Он надеялся, что мать ещё не избавилась от лопаты.
Кэл стоял посередине Святилища. Он плакал, терзаемый тоской и раскаянием, и не представлял, что его сейчас ожидает. Позади него, в яме, горело тело Тодда МакВикара, и запах дыма, казалось ему, был свежим и очищающим.
Он взглянул на мать.
— У тебя нет выбора, — задыхаясь от рыданий, проговорила она. — Я должна заплатить за твои грехи. Она протянула трясущуюся руку к перекладине креста и погладила. Пальцы её нервно подёргивались.
Кэл прижал остриё гвоздя к линии жизни на её ладони и отвёл молоток назад.
Голоса в голове выражали ему своё ободрение:
— У тебя нет выбора, — отец.
— Ты должен, — Крисси.
Он с силой ударил молотком и вздрогнул, когда мать закричала. Сквозь её ладонь гвоздь вошёл в дерево. Тёплая красная кровь ручьём заструилась вниз.

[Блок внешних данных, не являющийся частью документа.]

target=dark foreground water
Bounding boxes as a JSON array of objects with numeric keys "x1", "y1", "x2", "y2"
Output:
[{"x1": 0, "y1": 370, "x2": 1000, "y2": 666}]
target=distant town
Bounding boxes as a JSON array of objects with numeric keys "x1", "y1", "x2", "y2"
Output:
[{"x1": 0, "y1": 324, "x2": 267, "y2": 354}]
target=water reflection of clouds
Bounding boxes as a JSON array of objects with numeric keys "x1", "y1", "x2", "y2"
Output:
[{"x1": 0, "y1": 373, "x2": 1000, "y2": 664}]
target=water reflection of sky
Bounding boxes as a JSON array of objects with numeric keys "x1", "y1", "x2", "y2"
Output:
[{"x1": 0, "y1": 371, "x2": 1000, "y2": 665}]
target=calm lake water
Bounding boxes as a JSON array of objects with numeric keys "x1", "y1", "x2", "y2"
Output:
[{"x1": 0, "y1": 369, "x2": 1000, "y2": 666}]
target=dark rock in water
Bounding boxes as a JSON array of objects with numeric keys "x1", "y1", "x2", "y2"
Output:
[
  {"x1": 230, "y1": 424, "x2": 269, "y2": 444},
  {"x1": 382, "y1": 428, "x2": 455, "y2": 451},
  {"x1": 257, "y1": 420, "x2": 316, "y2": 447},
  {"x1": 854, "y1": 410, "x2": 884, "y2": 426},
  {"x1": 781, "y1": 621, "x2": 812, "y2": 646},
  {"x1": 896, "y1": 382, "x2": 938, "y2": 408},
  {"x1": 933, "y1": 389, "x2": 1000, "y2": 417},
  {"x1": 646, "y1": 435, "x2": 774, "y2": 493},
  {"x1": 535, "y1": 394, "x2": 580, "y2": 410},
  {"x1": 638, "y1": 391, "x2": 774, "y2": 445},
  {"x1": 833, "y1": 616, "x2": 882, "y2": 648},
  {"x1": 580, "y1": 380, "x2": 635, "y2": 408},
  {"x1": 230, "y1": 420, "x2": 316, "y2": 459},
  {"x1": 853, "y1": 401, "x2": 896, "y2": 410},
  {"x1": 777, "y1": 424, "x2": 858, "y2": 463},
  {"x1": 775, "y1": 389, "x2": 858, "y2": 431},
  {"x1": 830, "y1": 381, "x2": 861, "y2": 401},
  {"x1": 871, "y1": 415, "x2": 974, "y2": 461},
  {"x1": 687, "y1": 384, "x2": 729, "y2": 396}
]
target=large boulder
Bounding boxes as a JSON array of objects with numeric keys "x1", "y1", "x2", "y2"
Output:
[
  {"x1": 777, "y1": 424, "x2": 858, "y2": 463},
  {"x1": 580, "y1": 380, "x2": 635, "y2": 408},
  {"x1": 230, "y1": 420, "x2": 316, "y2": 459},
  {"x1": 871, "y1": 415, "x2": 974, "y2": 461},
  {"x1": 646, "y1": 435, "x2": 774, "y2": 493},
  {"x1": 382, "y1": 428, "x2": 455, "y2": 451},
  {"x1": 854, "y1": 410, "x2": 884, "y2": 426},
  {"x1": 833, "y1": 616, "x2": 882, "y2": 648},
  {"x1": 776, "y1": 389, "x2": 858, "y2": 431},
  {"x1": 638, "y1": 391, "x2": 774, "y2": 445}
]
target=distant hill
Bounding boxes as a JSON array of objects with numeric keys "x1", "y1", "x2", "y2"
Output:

Это сумасшествие, думал он. Это неправильно. Так нельзя. Но как только он посмотрел наверх, ему показалось, что он видит одобрение и в закрытых глазах Крисси, и в пустых глазницах отца.
Он взмахнул молотком снова.
И снова.
К тому моменту, когда он закончил с последней ногой и закрепил крест рядом с Боцефусом, он уже чувствовал себя лучше — очищенным, как будто бы родился заново — невинным и свободным от всех грехов.
Он с благодарностью опустился на колени.